To compare apples-to-apples this is what I used to see performance before and after optimization:

select st.sql_id, st.instance_number,
       st.EXECUTIONS_DELTA,
       st.BUFFER_GETS_DELTA /st.ROWS_PROCESSED_DELTA "logical IO per row",
       st.DISK_READS_DELTA  /st.ROWS_PROCESSED_DELTA "phisical IOs per row",
       st.IOWAIT_DELTA      /st.ROWS_PROCESSED_DELTA "time spent in IO (seconds/row)",
       st.ELAPSED_TIME_DELTA/st.ROWS_PROCESSED_DELTA "total time spent (seconds/row)"
from DBA_HIST_SQLSTAT st, dba_hist_snapshot s
 where
   st.sql_id='&sql_id1'
   and st.instance_number=s.instance_number
   and s.BEGIN_INTERVAL_TIME between '&1' and '&2'
   and s.snap_id=st.snap_id
 and st.ROWS_PROCESSED_DELTA!=0
order by s.snap_id desc, instance_number;

Here are numbers from busiest production system I implement this technique to (one 30 minutes interval with old and new SQL):

SQL_ID        EXECUTIONS_DELTA logical IO per row   phisical IOs per row    time spent in IO (ms/row)    total time spent (ms/row)
------------- ---------------- -------------------- ----------------------- ---------------------------- --------------------------
old_sql       26219            72                   8.11                    50.11                        57.1
new_sql       28936            71                   0.91                    5.900                        6.10

As you can see Logical I/O is not much better in optimised query, as “step 3” contribute the most into logical I/O, and we did not optimise anything in step 3.
But physical I/O and total DB time improved almost 10 times.

The argument what would cross everything said above over – it would be same effect if we rebuild FEEDBACK table and improve FDB_CUST_SERV_PROVR_SCR clustering factor.

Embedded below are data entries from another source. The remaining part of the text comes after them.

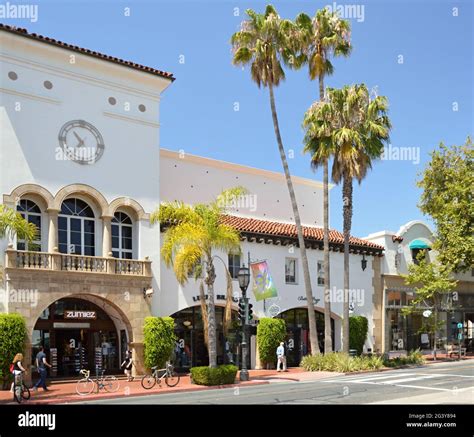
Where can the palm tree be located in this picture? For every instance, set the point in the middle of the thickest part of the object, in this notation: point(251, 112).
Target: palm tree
point(264, 42)
point(12, 223)
point(193, 233)
point(320, 38)
point(352, 127)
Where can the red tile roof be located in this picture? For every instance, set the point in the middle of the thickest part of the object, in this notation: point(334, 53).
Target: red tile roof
point(277, 229)
point(45, 39)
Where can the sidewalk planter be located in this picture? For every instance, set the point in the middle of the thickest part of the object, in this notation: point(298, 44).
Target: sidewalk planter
point(214, 376)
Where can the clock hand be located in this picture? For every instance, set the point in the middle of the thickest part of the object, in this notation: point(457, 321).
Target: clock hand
point(81, 141)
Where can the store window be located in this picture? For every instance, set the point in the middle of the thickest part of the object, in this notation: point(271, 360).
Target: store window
point(290, 270)
point(122, 236)
point(76, 227)
point(31, 212)
point(234, 265)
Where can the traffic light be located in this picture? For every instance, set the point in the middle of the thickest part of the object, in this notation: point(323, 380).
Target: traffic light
point(250, 313)
point(242, 311)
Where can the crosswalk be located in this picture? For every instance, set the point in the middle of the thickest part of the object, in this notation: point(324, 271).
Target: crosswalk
point(424, 381)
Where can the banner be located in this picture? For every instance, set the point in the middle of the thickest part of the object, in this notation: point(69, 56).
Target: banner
point(263, 286)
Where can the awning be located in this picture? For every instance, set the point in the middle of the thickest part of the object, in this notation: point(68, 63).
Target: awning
point(419, 244)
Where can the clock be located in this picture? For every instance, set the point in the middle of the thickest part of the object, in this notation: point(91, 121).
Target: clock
point(81, 142)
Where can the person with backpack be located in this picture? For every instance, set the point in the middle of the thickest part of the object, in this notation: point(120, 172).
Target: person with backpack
point(127, 365)
point(16, 368)
point(41, 364)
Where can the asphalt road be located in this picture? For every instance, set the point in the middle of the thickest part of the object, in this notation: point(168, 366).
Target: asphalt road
point(443, 383)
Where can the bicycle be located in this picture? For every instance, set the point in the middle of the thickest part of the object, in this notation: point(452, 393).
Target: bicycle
point(20, 390)
point(171, 377)
point(86, 385)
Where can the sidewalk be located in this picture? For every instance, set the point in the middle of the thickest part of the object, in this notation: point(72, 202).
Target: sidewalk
point(65, 392)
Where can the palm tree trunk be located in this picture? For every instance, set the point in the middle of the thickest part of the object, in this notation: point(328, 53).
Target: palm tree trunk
point(211, 314)
point(327, 270)
point(313, 334)
point(347, 215)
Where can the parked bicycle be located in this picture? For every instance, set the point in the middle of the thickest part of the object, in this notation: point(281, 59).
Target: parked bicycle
point(86, 385)
point(20, 391)
point(168, 373)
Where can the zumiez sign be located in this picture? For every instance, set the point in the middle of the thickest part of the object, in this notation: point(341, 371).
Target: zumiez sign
point(24, 11)
point(75, 314)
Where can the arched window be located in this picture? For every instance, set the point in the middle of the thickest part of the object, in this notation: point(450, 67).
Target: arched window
point(76, 227)
point(30, 211)
point(122, 236)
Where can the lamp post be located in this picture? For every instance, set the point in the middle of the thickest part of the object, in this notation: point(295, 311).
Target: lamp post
point(244, 279)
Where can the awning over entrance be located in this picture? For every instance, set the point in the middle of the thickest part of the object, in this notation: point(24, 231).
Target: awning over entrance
point(419, 244)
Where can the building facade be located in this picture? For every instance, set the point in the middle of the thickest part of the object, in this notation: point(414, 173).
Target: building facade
point(405, 332)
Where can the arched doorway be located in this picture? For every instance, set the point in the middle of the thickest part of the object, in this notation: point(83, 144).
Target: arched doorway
point(191, 350)
point(297, 339)
point(79, 333)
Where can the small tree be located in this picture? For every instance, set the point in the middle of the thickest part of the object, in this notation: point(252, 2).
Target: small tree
point(270, 333)
point(431, 281)
point(12, 341)
point(358, 329)
point(448, 198)
point(159, 340)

Yes true, but couple things

  1. Rebuilding on regular basis table what is TBs in size will be a interesting challenge if availability is important.
  2. What if there is a need to access FEEDBACK table by different index/dimension? For example:
select * from customer c, feedback f
where f.service_provider_id=:1
and f.customer_id=c.customer_id
and c.status='ACTIVE';

Adjusting FEEDBACK table to
FDB_CUST_SERV_PROVR_SCR(customer_id,service_provider_id)
index clustering would mess-up clustering on
FDB_SERV_PROVR_CUST_SCR(service_provider_id,customer_id) index.
And its only 2 dimensions in this example, it could be more.
Same time, this optimization would work regardless of clustering factor on any of them, as long as WHERE clause on table on the right is selective (“status=’ACTIVE’” in this example).

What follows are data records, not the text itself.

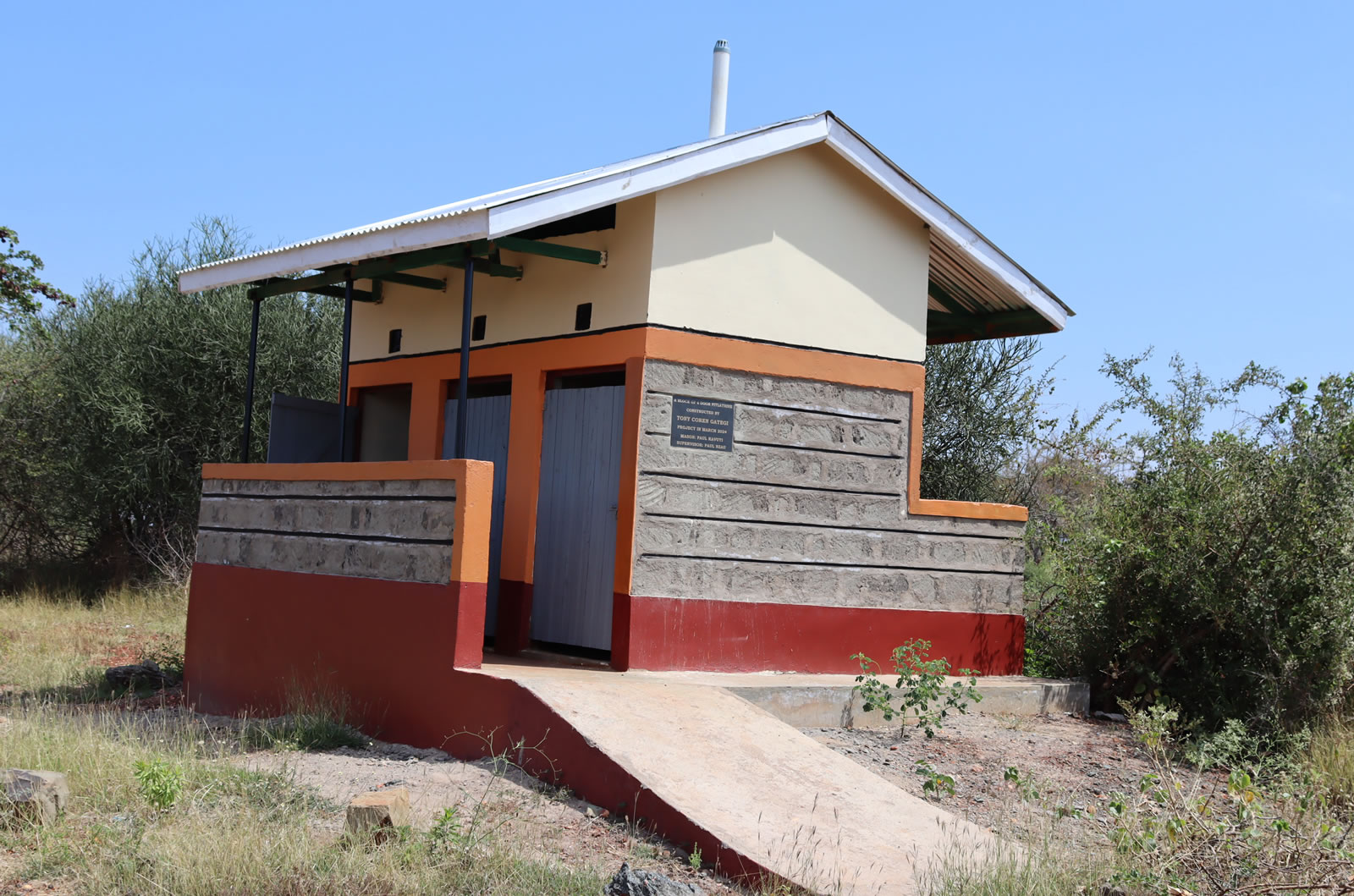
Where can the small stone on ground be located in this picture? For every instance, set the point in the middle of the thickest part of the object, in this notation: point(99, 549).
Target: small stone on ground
point(376, 815)
point(641, 882)
point(37, 796)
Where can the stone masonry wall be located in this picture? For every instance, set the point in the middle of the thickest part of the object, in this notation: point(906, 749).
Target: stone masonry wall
point(809, 508)
point(385, 530)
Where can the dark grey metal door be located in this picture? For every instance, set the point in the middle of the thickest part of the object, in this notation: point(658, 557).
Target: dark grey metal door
point(575, 516)
point(487, 439)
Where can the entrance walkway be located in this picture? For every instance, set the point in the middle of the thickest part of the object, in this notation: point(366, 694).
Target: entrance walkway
point(767, 794)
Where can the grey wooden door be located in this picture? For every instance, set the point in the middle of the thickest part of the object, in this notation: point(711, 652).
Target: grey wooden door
point(575, 516)
point(487, 439)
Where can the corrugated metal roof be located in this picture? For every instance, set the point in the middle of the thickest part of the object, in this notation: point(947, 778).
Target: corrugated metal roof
point(965, 263)
point(503, 196)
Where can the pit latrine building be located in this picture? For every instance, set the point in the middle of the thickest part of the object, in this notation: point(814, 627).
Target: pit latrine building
point(699, 379)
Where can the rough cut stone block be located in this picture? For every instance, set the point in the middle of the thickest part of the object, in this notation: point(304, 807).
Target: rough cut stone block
point(377, 814)
point(630, 882)
point(37, 796)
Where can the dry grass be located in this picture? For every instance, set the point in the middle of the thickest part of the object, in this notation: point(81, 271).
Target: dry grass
point(56, 646)
point(1331, 757)
point(230, 830)
point(232, 827)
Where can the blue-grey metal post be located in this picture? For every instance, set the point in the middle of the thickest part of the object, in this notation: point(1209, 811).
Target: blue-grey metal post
point(254, 361)
point(343, 368)
point(467, 297)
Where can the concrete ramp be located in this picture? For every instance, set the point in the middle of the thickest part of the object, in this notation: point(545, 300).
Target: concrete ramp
point(768, 794)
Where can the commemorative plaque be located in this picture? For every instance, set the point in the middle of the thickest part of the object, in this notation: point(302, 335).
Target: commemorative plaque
point(703, 422)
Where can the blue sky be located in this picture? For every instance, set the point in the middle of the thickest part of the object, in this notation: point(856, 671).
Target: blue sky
point(1181, 173)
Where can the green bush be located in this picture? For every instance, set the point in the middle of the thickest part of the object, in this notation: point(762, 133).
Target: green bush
point(110, 408)
point(1214, 570)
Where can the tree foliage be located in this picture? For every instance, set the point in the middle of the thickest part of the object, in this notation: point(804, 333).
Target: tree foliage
point(113, 405)
point(19, 283)
point(982, 409)
point(1211, 569)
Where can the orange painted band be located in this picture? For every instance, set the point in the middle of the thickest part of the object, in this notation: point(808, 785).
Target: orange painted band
point(920, 507)
point(474, 496)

For cases where this optimization is applicable, it can also resolve data archival problem. – If data archival is needed for performance purposes, and not to safe on storage, this will make it. The query performance will be unchanged whether FEEDBACK table be 1TB or 100TB.
Simple making status=’INACTIVE’ on CUSTOMER and SERVICE_PROVIDER would be an archival.
No big data movement required.

I used for example here “CUSTOMER – FEEDBACK – SERVICE_PROVIDER” but idea of “intersection” table exists in almost any business model:

“PRODUCT – COMPATIBILITY – PRODUCT”
“MALE – MATCH – FEMALE”
“STUDENT – EXAM – EXAMINER”
“MERCHANT – TRANSACTION – BANK”

and so on.

In this example query is simplified to the limit, but does not mean it has to be that primitive.
To generalize, – this approach would work when:
There is query what join at least 2 tables. The table what is entry point (first step) for the query is very large and has index on at least 2 columns: fist column – entry condition on the query, second column – column what is foreign key (no constraint required) on second table in the query. And this query has where predicate on second table what is very selective. Second table is not too large. Query execution frequency is high.